3) The Contrarian Investor – Whereas the thematic investor may be focused on creating a better delivery mechanism for vaccines or managing homelessness and how to solve it, the contrarian investor is interested in reducing the illness or moving a society up the developmental ladder toward self-sufficiency and sustainability. In other words, a thematic investor will want to fund the strategy that feeds more hungry children over time, but you want to figure out how to reduce the number of hungry children that need to be fed. You are tough- open-minded. You may be a heretic. You don’t have a problem funding causes and strategies that no one else does. Elon Musk is a classic example of this type. His motivating philosophy has led to inventing stylish electric cars, new ways to build mass transit, and a better space delivery system in case the planet goes to hell.
Photo courtesy of Biography.
4) The Mission-Driven Investor – You may recognize this style, particularly if you support a church, school, or health care cause. In this case, giving is an expression of faith or school spirit. It may be around a sense of mission, such as supporting breast cancer research or some other illness or issue that you or a loved one have experienced. Veterans and military support organizations also tap into motivated givers who want to give back to the people who serve them. You are likely to have deep faith, loyalty, or commitment, and seek to be involved and part of a peer group that matters deeply to you.
5) The Ideological Investor – According to Open Secrets, the late Sheldon Adelson and Michael Bloomberg headed this list in the 2020 election cycle. There are a lot of you who support this approach. Formal lobbying exceeded $3.7 billion in the U.S. last year, but advocacy and cause-related social organizations are perhaps as much as 3x more. According to the IRS, 501c3 non-profit organizations can “involve themselves in issues of public policy without the activity being considered as lobbying. For example, organizations may conduct educational meetings, prepare and distribute educational materials, or otherwise consider public policy issues in an educational manner without jeopardizing their tax-exempt status.” Ideological givers are seeking to fund organizations that advance their world view. If you’re a giver like this, you may not care if you see results today or tomorrow, so long as your voice is heard and your concerns are addressed eventually. If you’re an ideological giver, you are passionate, but you can be patient as you work to bend the arc of the universe toward your desired goal.
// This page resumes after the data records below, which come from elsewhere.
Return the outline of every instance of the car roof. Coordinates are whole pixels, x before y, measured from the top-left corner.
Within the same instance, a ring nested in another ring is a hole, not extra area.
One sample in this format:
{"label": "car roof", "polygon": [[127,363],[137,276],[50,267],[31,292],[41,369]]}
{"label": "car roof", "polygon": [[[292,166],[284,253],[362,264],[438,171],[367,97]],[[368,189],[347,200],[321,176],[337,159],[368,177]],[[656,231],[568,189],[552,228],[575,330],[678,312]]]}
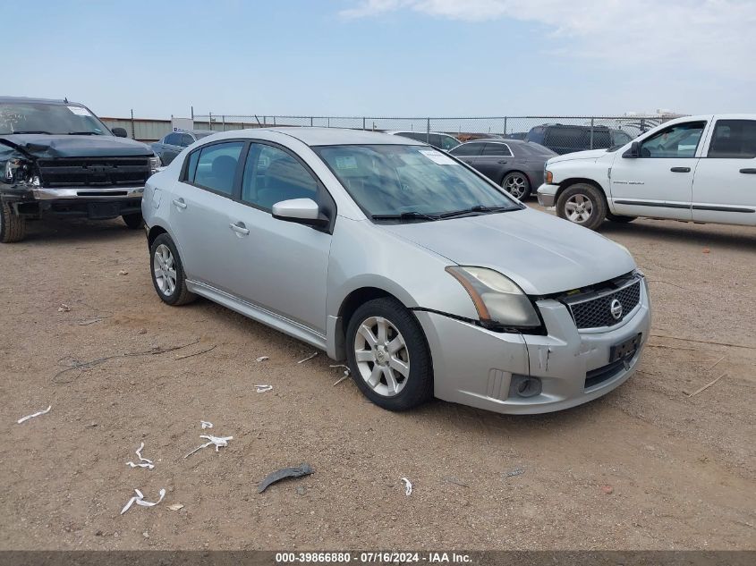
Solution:
{"label": "car roof", "polygon": [[[421,146],[421,141],[392,136],[378,131],[367,131],[363,130],[349,130],[346,128],[264,128],[268,131],[285,134],[308,146],[342,146],[342,145],[362,145],[362,144],[382,144],[396,146]],[[254,133],[259,129],[247,130],[245,131]]]}
{"label": "car roof", "polygon": [[32,98],[30,97],[0,97],[0,104],[12,102],[36,102],[42,104],[52,105],[76,105],[83,106],[81,102],[73,102],[72,100],[63,100],[57,98]]}

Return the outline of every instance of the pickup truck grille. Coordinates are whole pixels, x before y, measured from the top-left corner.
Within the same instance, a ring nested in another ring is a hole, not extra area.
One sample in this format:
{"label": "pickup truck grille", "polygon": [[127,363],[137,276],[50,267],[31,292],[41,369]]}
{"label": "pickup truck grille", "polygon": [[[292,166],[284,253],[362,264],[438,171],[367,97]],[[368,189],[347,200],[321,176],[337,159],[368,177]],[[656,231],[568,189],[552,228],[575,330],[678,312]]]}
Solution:
{"label": "pickup truck grille", "polygon": [[[612,303],[622,305],[618,317],[612,315]],[[614,326],[622,322],[641,300],[641,280],[625,280],[618,288],[571,295],[564,302],[579,329]]]}
{"label": "pickup truck grille", "polygon": [[148,157],[67,157],[37,164],[46,188],[142,185],[151,174]]}

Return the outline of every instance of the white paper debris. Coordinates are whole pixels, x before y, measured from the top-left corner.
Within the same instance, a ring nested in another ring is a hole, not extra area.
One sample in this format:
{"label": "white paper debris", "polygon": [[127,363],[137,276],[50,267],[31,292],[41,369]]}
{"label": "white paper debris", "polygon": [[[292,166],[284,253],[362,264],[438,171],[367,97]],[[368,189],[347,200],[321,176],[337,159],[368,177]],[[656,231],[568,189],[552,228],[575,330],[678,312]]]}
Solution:
{"label": "white paper debris", "polygon": [[134,503],[136,503],[137,505],[141,505],[142,507],[154,507],[155,505],[159,503],[161,501],[163,501],[163,498],[166,496],[166,490],[161,489],[160,490],[160,499],[158,499],[157,502],[155,502],[153,503],[149,502],[149,501],[144,501],[144,494],[139,489],[134,489],[134,492],[136,493],[136,495],[132,497],[129,500],[129,503],[126,503],[123,506],[123,509],[121,510],[122,515],[123,513],[125,513],[127,511],[129,511],[129,508],[131,508],[131,506],[133,505]]}
{"label": "white paper debris", "polygon": [[196,452],[202,450],[203,448],[207,448],[211,444],[216,445],[216,452],[219,452],[218,448],[222,448],[224,446],[228,446],[228,441],[234,440],[234,436],[213,436],[212,435],[200,435],[200,438],[207,438],[208,442],[205,443],[204,444],[200,444],[197,448],[192,450],[189,452],[184,458],[189,458]]}
{"label": "white paper debris", "polygon": [[53,406],[52,406],[52,405],[50,405],[50,406],[49,406],[49,407],[47,407],[45,410],[38,410],[36,413],[34,413],[34,414],[32,414],[32,415],[27,415],[26,417],[21,417],[21,418],[19,418],[19,419],[16,421],[16,423],[18,423],[19,425],[21,425],[21,424],[23,421],[25,421],[25,420],[29,420],[30,418],[34,418],[35,417],[38,417],[39,415],[45,415],[45,414],[47,414],[47,413],[50,412],[50,410],[51,410],[52,408],[53,408]]}
{"label": "white paper debris", "polygon": [[155,464],[152,463],[151,460],[148,460],[147,458],[142,458],[141,451],[142,451],[143,448],[144,448],[144,443],[140,444],[140,447],[137,448],[137,451],[136,451],[137,458],[140,459],[139,463],[135,464],[134,462],[126,462],[127,466],[130,466],[132,468],[147,468],[148,469],[152,469],[153,468],[155,468]]}
{"label": "white paper debris", "polygon": [[405,495],[412,495],[412,482],[411,482],[406,477],[403,477],[402,481],[404,482],[404,494]]}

There are many other lenses to consider; here are just a few examples:
Do you seek to address immediate needs or make more of a lasting impact?
Do you want to focus on helping the greatest number of people you can, or do you want to do a deep dive and help a few people intensively?
Do you want to help the providers of a service (e.g., teachers) or the clients of a service (e.g., students)?
What’s important to recognize is that if you’re seeking to make a social impact, there are a plethora of styles and potential partners in the public, private, and nonprofit sectors. There is no single perfect way to make a social difference, but whatever way you choose, you may be surprised how many allies you might have.